Refusant que l’exception agricole prime sur l’application des règles de concurrence, l’Autorité s’est pourvue en cassation. La haute juridiction n’a, en ce qui la concerne, pas voulu se prononcer considérant que le litige pose une « difficulté sérieuse » quant à l’interprétation des règlements communautaires portant OCM dans ce secteur et à l’étendue de l’exception agricole. Elle a saisi la Cour de justice de l’Union européenne. Les parties au procès seront entendues le mardi 31 janvier 2017.

Verdict au printemps

La CJUE rendra son verdict vraisemblablement au printemps.
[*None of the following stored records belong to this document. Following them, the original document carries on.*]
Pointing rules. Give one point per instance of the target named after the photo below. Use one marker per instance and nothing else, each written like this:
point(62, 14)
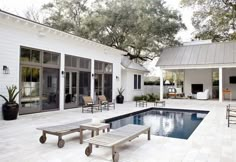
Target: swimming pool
point(174, 123)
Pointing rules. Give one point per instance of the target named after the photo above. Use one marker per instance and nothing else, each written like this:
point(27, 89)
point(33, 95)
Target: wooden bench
point(116, 138)
point(163, 103)
point(61, 130)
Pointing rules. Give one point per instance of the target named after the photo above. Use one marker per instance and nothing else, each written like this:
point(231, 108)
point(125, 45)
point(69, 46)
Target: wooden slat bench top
point(118, 136)
point(64, 127)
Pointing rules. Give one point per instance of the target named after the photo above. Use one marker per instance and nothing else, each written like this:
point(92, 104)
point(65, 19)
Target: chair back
point(87, 100)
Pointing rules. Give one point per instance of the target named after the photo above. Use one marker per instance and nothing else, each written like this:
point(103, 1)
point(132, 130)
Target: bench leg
point(89, 150)
point(43, 138)
point(60, 142)
point(115, 155)
point(81, 136)
point(149, 134)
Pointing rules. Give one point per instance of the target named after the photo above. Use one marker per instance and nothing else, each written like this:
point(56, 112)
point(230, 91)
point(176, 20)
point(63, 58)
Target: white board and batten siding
point(16, 32)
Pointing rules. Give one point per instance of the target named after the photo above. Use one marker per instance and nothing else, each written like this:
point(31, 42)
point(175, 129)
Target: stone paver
point(212, 141)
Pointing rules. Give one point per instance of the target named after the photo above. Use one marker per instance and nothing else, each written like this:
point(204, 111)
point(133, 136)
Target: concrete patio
point(212, 141)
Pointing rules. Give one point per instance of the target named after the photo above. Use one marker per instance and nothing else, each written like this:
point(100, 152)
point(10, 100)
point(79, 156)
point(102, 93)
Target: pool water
point(163, 122)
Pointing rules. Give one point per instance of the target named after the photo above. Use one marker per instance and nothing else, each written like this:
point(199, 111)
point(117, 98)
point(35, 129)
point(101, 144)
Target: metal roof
point(204, 54)
point(129, 64)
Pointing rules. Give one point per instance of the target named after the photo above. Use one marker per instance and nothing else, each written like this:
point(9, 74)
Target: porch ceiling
point(223, 53)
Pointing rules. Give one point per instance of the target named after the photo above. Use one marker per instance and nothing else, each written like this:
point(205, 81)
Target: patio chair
point(231, 114)
point(89, 105)
point(203, 95)
point(106, 104)
point(117, 137)
point(171, 93)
Elle devra dire si ces accords, qui pourraient être qualifiés d’anticoncurrentiels au regard du traité sur le fonctionnement de l’Union européenne (TFUE), peuvent y déroger du seul fait qu’ils pourraient être rattachés aux missions dévolues aux OP et AOP dans le cadre de l’OCM.

 

Dans l’affirmative, elle doit préciser très clairement si des pratiques de fixation collective d’un prix minimal, de concertation sur les quantités mises sur le marché ou d’échange d’informations stratégiques, mises en œuvre par ces OP ou AOP, échappent à la prohibition des ententes anticoncurrentielles, et entrent donc bien dans les objectifs assignés par l’Europe à ces instances.

 

« S’il est difficile de prédire quelle sera la position de la Cour de justice sur cette délicate question de l’étendue des missions des OP, quelle que soit la solution retenue, elle exercera une influence déterminante sur l’avenir de la Pac, souligne Catherine Del Cont, de la Faculté de droit et des sciences politiques de l’Université de Nantes dans un commentaire de l’arrêt du 8 décembre 2015 de la Cour de cassation. […] Les réponses apportées (re) dessineront les contours de la spécificité agricole et l’étendue des missions des OP, en partant de leur place dans la chaîne alimentaire. »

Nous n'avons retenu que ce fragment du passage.